- Born: 20 April 1999 (age 27) Uzwil
- Weight: 67 kg (148 lb; 10 st 8 lb)
- Position: Defence
- Shoots: Right
- SWHL team Former teams: ZSC Lions SC Weinfelden Linköping HC
- National team: Switzerland
- Playing career: 2012–present
- Medal record
Olympic Games
| Bronze medal – third place | 2026 Milano Cortina | Team |

= Shannon Sigrist =

Swiss ice hockey player (born 1999)

Shannon Sigrist (born 20 April 1999) is a Swiss ice hockey player and member of the Swiss national ice hockey team, currently playing with ZSC Lions in the Swiss Women's Hockey League.

==Career==
From 2020 to 2022, she was playing with Linköping HC Dam of the Swedish Women's Hockey League (SDHL).

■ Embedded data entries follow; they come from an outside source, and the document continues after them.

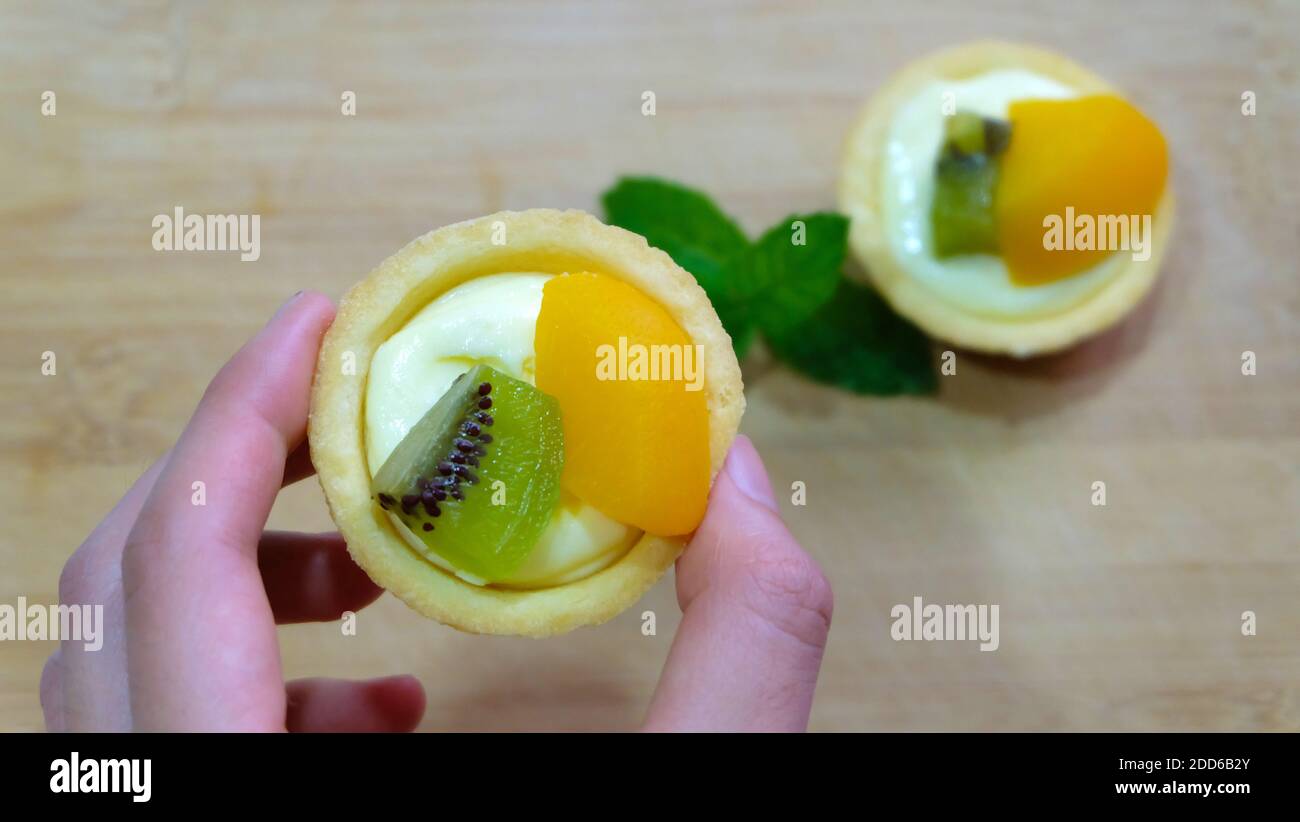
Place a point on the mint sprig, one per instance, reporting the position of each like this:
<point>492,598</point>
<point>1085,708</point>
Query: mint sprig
<point>788,285</point>
<point>696,234</point>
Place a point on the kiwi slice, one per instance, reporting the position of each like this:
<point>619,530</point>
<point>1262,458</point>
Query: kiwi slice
<point>479,476</point>
<point>965,180</point>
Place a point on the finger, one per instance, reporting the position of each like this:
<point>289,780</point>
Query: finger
<point>95,692</point>
<point>298,466</point>
<point>311,576</point>
<point>200,632</point>
<point>755,615</point>
<point>52,695</point>
<point>393,704</point>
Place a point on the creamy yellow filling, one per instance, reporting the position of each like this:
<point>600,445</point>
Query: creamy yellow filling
<point>975,282</point>
<point>489,320</point>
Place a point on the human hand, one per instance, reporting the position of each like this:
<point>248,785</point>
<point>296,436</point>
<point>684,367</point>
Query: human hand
<point>193,593</point>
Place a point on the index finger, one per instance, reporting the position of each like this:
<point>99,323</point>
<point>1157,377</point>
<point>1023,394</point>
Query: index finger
<point>200,635</point>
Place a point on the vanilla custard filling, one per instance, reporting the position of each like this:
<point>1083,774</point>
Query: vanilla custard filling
<point>489,320</point>
<point>974,282</point>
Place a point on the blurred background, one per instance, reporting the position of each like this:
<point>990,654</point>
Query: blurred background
<point>1126,617</point>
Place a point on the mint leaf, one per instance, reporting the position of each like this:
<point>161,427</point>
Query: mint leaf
<point>857,342</point>
<point>690,228</point>
<point>784,282</point>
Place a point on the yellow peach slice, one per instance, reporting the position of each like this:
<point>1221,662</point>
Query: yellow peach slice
<point>1097,156</point>
<point>636,425</point>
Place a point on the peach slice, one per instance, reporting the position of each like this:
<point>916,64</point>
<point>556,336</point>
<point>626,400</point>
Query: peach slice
<point>636,428</point>
<point>1097,156</point>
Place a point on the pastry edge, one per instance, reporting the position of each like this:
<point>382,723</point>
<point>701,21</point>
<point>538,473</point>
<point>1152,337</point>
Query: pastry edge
<point>386,298</point>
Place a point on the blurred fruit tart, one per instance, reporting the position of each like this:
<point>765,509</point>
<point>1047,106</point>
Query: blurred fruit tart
<point>1006,199</point>
<point>516,420</point>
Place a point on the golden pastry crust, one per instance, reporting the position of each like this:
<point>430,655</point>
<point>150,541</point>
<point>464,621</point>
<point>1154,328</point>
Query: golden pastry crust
<point>861,198</point>
<point>378,306</point>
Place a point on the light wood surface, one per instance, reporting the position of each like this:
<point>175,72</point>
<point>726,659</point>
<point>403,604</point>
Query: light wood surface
<point>1117,617</point>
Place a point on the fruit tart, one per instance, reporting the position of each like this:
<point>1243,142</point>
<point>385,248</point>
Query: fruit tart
<point>1006,199</point>
<point>516,420</point>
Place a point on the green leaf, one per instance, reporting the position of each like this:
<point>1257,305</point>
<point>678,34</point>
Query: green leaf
<point>690,228</point>
<point>792,271</point>
<point>857,342</point>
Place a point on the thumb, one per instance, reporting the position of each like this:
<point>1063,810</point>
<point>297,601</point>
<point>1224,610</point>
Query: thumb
<point>757,610</point>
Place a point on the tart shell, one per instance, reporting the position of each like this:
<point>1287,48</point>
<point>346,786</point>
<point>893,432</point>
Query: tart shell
<point>378,306</point>
<point>861,184</point>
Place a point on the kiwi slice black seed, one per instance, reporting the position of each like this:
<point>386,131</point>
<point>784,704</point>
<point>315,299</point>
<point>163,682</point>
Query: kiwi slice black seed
<point>479,476</point>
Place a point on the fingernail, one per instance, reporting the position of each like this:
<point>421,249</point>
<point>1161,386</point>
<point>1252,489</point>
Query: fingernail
<point>745,467</point>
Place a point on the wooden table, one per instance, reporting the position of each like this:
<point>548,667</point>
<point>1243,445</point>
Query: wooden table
<point>1118,617</point>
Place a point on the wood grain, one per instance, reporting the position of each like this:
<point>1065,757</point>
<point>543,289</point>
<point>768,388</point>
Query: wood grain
<point>1119,617</point>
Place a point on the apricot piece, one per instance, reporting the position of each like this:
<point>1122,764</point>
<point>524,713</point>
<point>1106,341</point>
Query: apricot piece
<point>631,392</point>
<point>1096,156</point>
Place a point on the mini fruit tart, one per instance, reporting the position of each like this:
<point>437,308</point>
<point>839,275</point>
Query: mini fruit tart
<point>516,420</point>
<point>1006,199</point>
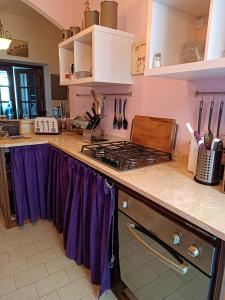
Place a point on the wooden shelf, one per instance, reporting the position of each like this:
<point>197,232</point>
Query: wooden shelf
<point>94,50</point>
<point>174,22</point>
<point>192,71</point>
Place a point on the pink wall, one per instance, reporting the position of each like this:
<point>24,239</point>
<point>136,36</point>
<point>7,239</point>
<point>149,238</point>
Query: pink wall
<point>152,97</point>
<point>59,12</point>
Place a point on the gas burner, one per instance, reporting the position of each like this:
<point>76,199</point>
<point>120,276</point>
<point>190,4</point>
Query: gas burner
<point>125,155</point>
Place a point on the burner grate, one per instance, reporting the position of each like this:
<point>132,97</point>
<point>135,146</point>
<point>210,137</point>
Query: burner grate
<point>124,155</point>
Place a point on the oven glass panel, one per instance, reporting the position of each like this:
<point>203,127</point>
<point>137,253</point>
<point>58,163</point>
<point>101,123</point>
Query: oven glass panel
<point>150,279</point>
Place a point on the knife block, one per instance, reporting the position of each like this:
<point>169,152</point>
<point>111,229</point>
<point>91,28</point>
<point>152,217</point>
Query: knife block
<point>208,167</point>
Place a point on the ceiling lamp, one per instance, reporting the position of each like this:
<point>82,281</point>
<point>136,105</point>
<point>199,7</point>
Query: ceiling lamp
<point>5,38</point>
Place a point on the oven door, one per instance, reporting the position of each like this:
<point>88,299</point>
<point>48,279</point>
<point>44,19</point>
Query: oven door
<point>151,270</point>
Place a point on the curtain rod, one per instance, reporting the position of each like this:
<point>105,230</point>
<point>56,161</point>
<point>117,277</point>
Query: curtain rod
<point>198,93</point>
<point>113,94</point>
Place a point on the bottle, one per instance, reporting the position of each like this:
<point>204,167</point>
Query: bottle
<point>157,60</point>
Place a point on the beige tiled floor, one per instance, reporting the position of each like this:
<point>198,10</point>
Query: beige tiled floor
<point>33,266</point>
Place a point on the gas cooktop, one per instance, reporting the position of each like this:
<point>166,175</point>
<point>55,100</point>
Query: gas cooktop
<point>124,155</point>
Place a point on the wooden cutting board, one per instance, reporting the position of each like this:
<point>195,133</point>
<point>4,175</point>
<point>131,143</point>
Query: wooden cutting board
<point>156,133</point>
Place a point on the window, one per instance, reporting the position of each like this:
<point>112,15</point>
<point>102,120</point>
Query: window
<point>7,96</point>
<point>22,88</point>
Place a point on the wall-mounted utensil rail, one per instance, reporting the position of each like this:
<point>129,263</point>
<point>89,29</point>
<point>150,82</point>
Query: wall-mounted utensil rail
<point>105,95</point>
<point>215,93</point>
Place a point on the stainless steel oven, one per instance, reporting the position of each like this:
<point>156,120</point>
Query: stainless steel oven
<point>161,258</point>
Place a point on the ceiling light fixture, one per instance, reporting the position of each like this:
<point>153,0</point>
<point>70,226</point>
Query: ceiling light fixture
<point>5,38</point>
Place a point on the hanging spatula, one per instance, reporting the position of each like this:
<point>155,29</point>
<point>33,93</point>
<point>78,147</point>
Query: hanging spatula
<point>219,119</point>
<point>115,121</point>
<point>208,137</point>
<point>120,122</point>
<point>125,122</point>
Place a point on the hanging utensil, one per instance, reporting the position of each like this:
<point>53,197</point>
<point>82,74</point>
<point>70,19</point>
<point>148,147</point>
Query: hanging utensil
<point>219,119</point>
<point>115,121</point>
<point>197,133</point>
<point>125,122</point>
<point>120,123</point>
<point>208,137</point>
<point>95,100</point>
<point>200,115</point>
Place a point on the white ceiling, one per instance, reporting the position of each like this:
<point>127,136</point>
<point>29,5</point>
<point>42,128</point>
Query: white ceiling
<point>196,8</point>
<point>17,7</point>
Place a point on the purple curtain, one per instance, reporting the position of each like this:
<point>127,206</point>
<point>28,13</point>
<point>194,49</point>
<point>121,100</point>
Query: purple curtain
<point>58,181</point>
<point>30,174</point>
<point>88,219</point>
<point>52,185</point>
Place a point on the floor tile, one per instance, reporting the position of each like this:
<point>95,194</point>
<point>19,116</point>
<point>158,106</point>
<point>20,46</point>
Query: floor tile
<point>108,295</point>
<point>195,289</point>
<point>7,285</point>
<point>13,268</point>
<point>57,264</point>
<point>4,258</point>
<point>27,293</point>
<point>77,290</point>
<point>91,297</point>
<point>48,242</point>
<point>167,283</point>
<point>31,237</point>
<point>124,250</point>
<point>51,296</point>
<point>125,266</point>
<point>10,244</point>
<point>31,275</point>
<point>51,283</point>
<point>148,292</point>
<point>174,296</point>
<point>128,283</point>
<point>59,250</point>
<point>40,257</point>
<point>76,272</point>
<point>21,252</point>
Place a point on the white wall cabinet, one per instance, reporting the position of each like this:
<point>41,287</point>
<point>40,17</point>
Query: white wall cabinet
<point>172,23</point>
<point>104,52</point>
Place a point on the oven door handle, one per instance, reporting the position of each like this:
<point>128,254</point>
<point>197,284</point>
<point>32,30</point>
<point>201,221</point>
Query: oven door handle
<point>179,267</point>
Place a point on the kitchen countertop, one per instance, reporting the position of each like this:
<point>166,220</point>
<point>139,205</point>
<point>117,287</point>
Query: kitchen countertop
<point>169,184</point>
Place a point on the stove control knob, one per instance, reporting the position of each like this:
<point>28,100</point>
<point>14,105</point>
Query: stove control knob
<point>193,251</point>
<point>124,204</point>
<point>176,239</point>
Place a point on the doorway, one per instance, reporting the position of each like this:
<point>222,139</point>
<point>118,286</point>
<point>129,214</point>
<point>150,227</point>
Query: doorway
<point>22,93</point>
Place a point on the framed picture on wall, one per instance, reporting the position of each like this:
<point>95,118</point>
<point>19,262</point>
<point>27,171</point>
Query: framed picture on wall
<point>138,58</point>
<point>18,48</point>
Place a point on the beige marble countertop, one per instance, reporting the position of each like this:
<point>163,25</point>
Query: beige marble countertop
<point>169,184</point>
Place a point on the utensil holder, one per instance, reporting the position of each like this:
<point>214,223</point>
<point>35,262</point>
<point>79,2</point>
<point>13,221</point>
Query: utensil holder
<point>208,167</point>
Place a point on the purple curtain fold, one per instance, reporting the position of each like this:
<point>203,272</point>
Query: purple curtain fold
<point>50,184</point>
<point>88,218</point>
<point>30,175</point>
<point>58,182</point>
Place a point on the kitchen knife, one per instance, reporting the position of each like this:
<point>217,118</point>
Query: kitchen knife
<point>219,119</point>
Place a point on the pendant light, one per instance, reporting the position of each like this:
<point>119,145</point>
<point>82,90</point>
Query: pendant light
<point>5,38</point>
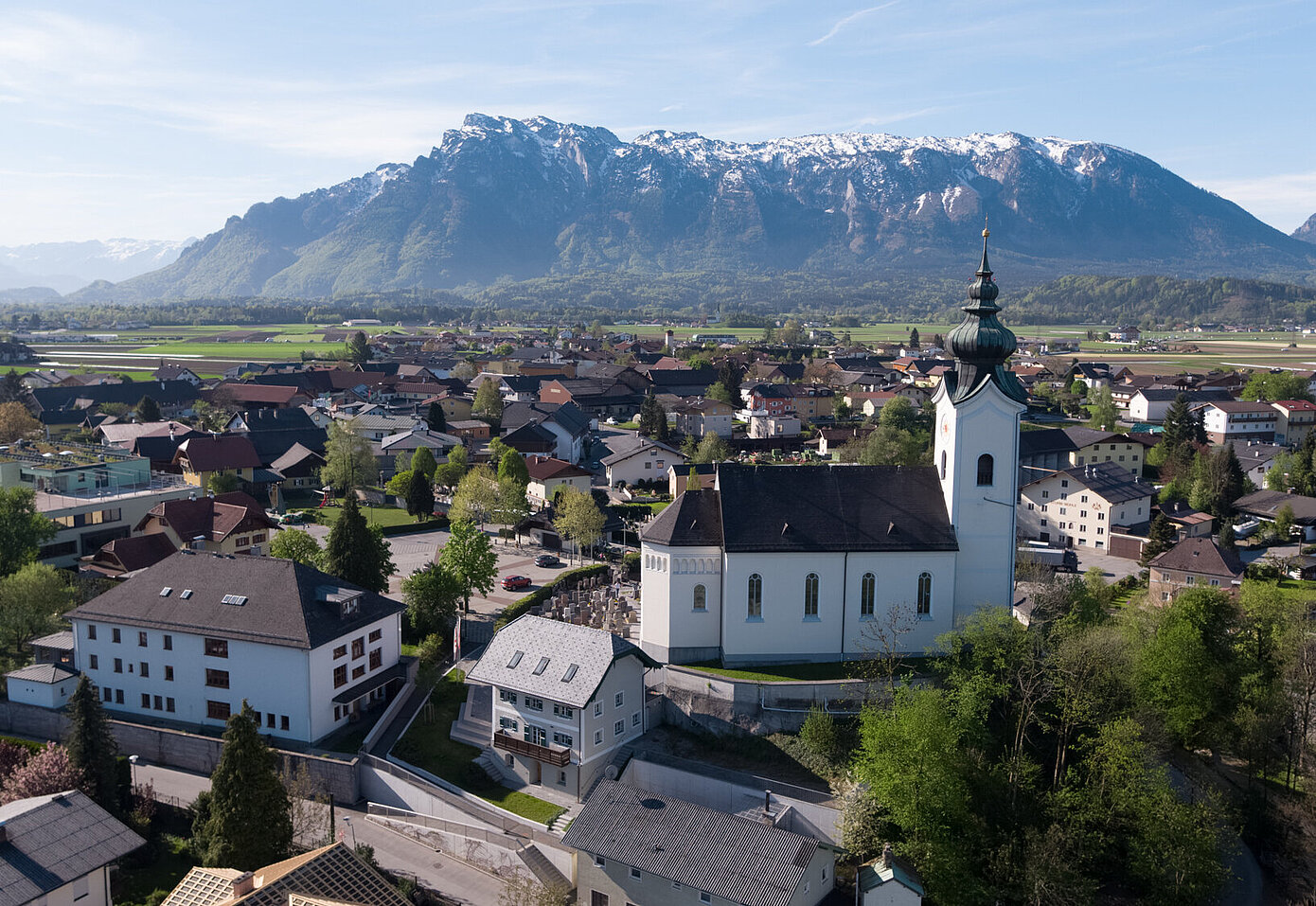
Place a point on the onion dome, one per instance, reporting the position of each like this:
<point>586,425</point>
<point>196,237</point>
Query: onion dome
<point>981,343</point>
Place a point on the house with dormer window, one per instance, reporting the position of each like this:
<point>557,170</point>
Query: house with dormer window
<point>552,702</point>
<point>195,635</point>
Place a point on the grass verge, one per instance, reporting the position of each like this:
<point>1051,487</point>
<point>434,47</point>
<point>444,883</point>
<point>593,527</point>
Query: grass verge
<point>428,745</point>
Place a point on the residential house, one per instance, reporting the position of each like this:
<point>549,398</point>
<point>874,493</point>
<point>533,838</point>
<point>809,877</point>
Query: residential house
<point>1083,505</point>
<point>198,633</point>
<point>563,700</point>
<point>704,417</point>
<point>329,876</point>
<point>1295,419</point>
<point>637,847</point>
<point>549,474</point>
<point>637,458</point>
<point>94,494</point>
<point>58,849</point>
<point>1191,564</point>
<point>1237,420</point>
<point>200,458</point>
<point>229,523</point>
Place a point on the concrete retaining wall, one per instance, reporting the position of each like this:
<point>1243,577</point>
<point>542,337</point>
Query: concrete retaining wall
<point>708,702</point>
<point>176,748</point>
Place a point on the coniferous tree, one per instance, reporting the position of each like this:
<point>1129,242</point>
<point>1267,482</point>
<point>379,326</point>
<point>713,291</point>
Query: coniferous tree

She represented Switzerland in the women's ice hockey tournament at the 2018 and 2022 Winter Olympics and at the IIHF Women's World Championship in 2015, 2016, 2017, 2019 , 2021, 2022, 2023, and 2025. Shannon won three Swiss Championship Titles (2015/16, 2016/17, 2023/24) in the Swiss Women's League playing for the ZSC Lions Frauen.

Her twin brother Justin Sigrist is a hockey player too.